Thursday, December 30, 2004

OSU Admits Problem

I guess Andy Geiger is wrong. Ohio State University isn't beyond impropriety. The university now admits that starting quarterback Troy Smith got a "gift" from a Buckeye booster. The gift violated NCAA rules and the contribution got Smith suspended for the Alamo Bowl.

When Geiger, the OSU athletic director, was asked about the possibility of Maurice Clarett's accusations of gifts, money and other perks, Geiger went postal. His vehement, demeaning denial of Clarett's assertions were laughable even before the Smith incident arose. Geiger's response is the problem with big-time college athletics.

What Geiger and every single other AD, college president and head football coach in Division I-A needs to do is stop the charade. Everyone is breaking NCAA rules and not just the obviously stupid ones, either. Most schools are, at best, bending the rules on academics, contributions and anything else that deals with the old school notion of amateurism.

The funny part is that university administrators actually talk about the old world concepts of student/athlete like they ever existed. Using academically ineligible players, paying athletes under-the-table and renegade booster clubs are older than Knute Rockne. Yet, the schools, their alumni and fans all love to chirp about their institution's "clean program". Please.

The Marx Brothers did a movie where Groucho, playing the dean of a university, headed off to a local speakeasy to entice some local ringers to play for his football team. If the Marx Brothers could come up with a plot, (I use the term "plot" with the Marx Brothers loosely) based on using ineligible football players during Prohibition, how remote was the concept way back then? Does anyone really think that the situation has improved with all the money now being tossed around the nation's football stadiums?

Yet, school officials and fans continue to play pretend.

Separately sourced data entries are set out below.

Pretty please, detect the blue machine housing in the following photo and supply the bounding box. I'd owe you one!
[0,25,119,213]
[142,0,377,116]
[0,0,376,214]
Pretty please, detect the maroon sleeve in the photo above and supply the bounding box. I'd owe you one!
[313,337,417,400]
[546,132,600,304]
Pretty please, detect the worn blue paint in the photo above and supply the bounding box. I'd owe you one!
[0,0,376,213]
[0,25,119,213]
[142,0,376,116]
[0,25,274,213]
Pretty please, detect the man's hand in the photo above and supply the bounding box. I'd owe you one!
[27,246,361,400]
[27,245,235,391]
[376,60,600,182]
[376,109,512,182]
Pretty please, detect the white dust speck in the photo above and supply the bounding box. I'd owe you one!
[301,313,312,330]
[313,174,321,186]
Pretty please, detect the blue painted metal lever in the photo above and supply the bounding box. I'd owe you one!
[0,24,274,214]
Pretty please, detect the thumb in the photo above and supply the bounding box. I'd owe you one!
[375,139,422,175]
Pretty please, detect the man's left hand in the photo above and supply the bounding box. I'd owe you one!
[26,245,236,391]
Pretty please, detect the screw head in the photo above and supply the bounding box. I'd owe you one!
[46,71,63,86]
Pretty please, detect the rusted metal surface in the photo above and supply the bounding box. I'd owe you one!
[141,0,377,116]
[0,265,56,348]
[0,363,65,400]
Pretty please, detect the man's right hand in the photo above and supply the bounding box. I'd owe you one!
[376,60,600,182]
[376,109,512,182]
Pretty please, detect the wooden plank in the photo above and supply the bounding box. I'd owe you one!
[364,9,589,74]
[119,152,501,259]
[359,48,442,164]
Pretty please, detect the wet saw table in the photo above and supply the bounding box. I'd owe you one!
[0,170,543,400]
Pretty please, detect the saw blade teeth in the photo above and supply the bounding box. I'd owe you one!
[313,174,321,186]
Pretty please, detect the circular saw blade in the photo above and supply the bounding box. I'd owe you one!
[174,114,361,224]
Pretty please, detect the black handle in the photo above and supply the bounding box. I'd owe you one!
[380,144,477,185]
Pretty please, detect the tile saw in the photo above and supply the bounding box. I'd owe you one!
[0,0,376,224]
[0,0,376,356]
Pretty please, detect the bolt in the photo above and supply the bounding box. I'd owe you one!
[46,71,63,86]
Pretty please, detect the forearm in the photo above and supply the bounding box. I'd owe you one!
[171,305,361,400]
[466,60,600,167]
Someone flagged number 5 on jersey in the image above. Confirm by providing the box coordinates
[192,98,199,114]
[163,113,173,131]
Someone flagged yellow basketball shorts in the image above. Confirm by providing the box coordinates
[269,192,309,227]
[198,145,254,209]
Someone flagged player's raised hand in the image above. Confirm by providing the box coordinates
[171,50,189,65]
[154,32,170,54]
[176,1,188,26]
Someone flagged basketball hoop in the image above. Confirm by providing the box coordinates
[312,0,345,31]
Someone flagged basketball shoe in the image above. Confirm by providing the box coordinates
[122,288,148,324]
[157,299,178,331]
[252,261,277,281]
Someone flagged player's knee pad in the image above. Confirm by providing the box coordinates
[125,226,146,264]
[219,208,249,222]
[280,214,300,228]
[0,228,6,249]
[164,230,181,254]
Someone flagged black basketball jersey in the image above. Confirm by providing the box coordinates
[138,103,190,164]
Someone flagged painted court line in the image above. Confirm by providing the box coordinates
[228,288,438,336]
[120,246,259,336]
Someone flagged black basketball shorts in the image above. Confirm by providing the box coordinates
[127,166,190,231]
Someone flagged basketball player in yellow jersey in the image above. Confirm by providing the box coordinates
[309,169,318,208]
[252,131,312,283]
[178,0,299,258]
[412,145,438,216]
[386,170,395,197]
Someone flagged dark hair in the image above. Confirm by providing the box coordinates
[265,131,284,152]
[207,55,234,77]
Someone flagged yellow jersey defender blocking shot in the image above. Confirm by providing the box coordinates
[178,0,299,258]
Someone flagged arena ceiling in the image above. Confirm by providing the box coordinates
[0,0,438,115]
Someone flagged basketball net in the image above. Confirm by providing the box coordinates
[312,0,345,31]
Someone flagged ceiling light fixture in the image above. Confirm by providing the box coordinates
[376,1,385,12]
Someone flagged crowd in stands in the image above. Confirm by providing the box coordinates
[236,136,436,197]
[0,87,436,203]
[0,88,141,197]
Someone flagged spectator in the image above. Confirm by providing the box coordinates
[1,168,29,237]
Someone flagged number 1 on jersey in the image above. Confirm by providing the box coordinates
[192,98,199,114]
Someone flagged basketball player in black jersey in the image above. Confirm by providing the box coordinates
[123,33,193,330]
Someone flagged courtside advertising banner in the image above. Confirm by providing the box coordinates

They don't want their party ended. Instead of facing the truth and revising the rules of eligibility, they lower academic standards, create special degree programs and find new ways to keep their athletes students. Never mind the graduation rate or the fact that many of these specially designed credit hours won't transfer to a community college. Just keep the kids on the field come Saturday.

Frankly, I stopped caring about all the illegal activity years ago. Let 'em cheat. Just like the diehards, I don't want my season bogged down with all this academic and improper benefit nonsense. If the universities don't care about their own standards, that's fine by me.

Just spare me the "My school does things the right way" garbage. That's the tone Mr. Geiger set forth. We can see how well that has turned out.